Viele Probleme und ein Mutmacher
Lauter kleine (und manchmal auch große) Familien-Dramen hat die irische Autorin Dawn King in ihrem Auftragswerk für das Schauspiel Essen ineinander verschränkt. Alles wie es sein soll vereint die Dramen zweier verschiedener Familien, die lange keine Berührungspunkte miteinander zu haben scheinen. Im wunderbaren Ambiente des Maschinenhauses der Zeche Carl hat Irina Schicketanz mit Hilfe von drei vor schwarzem Hintergrund platzierten, variabel beweglichen Rahmen aus Neonröhren und verschiedenen erhöhten Spiel-Ebenen einen Raum erschaffen, in dem die zahlreichen Szenen ohne großen Bühnenumbau fließend ineinander übergehen können. Immerhin spielen diese mal in der Küche, mal im Wohn- und mal im Jugendzimmer, mal draußen, mal auf dem Campingplatz und mal im Café. In zwei Familien, die auch noch zu verschiedenen Zeiten leben.

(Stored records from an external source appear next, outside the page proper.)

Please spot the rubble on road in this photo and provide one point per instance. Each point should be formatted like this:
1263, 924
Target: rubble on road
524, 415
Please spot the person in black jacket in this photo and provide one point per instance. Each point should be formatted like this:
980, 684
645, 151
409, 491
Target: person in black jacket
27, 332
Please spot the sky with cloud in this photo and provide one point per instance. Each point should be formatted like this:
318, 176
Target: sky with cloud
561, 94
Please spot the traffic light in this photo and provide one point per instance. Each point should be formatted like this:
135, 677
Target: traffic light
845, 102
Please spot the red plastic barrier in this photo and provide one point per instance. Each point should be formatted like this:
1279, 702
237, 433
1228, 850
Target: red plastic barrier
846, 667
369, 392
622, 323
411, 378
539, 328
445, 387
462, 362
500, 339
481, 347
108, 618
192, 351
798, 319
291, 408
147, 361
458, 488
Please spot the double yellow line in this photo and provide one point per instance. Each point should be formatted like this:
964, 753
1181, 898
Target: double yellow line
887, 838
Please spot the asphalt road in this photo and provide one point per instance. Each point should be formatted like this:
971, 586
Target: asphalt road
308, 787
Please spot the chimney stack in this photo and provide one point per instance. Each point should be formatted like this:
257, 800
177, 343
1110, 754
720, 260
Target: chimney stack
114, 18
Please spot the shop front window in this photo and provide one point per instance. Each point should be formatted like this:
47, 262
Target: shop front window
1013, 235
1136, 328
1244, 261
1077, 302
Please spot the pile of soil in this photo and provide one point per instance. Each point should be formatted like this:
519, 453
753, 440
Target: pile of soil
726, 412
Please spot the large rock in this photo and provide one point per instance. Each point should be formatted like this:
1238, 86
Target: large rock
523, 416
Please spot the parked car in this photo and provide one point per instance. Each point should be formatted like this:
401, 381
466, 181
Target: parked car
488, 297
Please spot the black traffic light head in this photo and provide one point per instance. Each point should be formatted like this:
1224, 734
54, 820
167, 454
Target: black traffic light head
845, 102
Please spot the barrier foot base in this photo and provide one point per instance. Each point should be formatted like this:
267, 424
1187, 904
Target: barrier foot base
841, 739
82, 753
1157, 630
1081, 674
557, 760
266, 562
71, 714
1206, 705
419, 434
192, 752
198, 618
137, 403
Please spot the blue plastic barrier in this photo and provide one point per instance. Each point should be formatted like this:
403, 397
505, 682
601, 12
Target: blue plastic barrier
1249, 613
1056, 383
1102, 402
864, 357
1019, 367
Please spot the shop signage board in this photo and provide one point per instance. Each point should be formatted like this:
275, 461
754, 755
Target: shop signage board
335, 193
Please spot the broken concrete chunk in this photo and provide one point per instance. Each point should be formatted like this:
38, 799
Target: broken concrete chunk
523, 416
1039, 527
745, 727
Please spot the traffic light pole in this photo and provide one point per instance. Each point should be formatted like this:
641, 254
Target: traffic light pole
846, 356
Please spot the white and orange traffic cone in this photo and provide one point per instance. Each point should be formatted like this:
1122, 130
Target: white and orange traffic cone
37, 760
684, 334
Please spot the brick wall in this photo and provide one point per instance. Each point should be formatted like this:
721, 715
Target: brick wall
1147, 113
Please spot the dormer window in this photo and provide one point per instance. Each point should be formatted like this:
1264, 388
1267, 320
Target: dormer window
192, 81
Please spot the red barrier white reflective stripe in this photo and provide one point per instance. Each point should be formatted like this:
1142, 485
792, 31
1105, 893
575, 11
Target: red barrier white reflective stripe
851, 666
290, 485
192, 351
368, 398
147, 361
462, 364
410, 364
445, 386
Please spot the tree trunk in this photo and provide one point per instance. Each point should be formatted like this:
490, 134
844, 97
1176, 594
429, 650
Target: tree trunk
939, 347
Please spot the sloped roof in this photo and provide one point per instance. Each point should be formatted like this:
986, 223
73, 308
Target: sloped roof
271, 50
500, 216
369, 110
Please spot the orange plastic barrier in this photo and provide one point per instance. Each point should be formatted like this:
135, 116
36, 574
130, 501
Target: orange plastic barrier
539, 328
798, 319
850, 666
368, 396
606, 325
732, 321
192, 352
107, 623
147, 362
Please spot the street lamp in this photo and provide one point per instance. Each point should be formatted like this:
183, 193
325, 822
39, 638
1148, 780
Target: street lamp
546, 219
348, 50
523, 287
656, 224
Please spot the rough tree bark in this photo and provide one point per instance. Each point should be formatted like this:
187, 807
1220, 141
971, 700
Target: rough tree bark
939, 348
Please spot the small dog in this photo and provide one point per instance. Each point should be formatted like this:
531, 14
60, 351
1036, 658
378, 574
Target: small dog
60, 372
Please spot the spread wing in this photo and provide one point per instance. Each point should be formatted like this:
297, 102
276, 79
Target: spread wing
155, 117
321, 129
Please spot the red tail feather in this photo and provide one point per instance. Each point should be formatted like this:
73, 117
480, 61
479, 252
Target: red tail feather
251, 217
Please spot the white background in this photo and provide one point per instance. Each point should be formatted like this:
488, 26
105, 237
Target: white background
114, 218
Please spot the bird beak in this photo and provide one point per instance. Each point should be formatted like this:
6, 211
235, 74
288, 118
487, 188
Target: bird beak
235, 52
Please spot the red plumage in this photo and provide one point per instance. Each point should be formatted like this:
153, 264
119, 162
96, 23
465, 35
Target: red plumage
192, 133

Dass die trotzdem miteinander zu tun haben, ahnt man natürlich. Wie, ist allerdings eine Überraschung, die man erst ganz am Ende begreift. Die Volte ist eine der Stärken des Stücks, in dem sich Stärken und Schwächen die Waage halten - Dawn Kings Best ist es nicht. Recht früh spürt man, dass die beiden Familien recht unterschiedlich ticken. Die einen haben die üblichen, vielleicht alltäglichen, nichtsdestoweniger handfesten Probleme einer Patchwork-Familie mit Pubi, die anderen haben vor allem ein ganz dickes Thema, das die Funktionsfähigkeit jeder Gemeinschaft mächtig auf die Probe stellen würde. Beide Familien bieten - zumindest in der Inszenierung von Adrian Figueroa - ihre Anchor Person für das Publikum. Bei der einen ist es Knut Kolckmann als grauenvoll pubertierender Ben, der außer mit seinem Handy mit niemandem spricht, ohne sofort einen Konflikt auszulösen. „Ich habe nicht darum gebeten, geboren zu werden“, ist der Kernsatz, der den gegen alles aufbegehrenden Pubi auch für den Zuschauer zum Sorgenkind macht. In der anderen Familie ist die Anchor Person Oma Hanna. Gespielt von Ines Krug, ist sie ist Anker in jeder Hinsicht: Sie ist empathische Ansprechpartnerin für ihre Enkelkinder, sie ist - da todkrank und noch voller Lebenswillen - Sorgenkind der Zuschauer, und sie ist, so wie sie ihren Mut und ihre Trauer, ihre Angst und ihre Zuversicht einfühlsam und ohne Emphase zur Schau stellt, schauspielerisch einfach brillant.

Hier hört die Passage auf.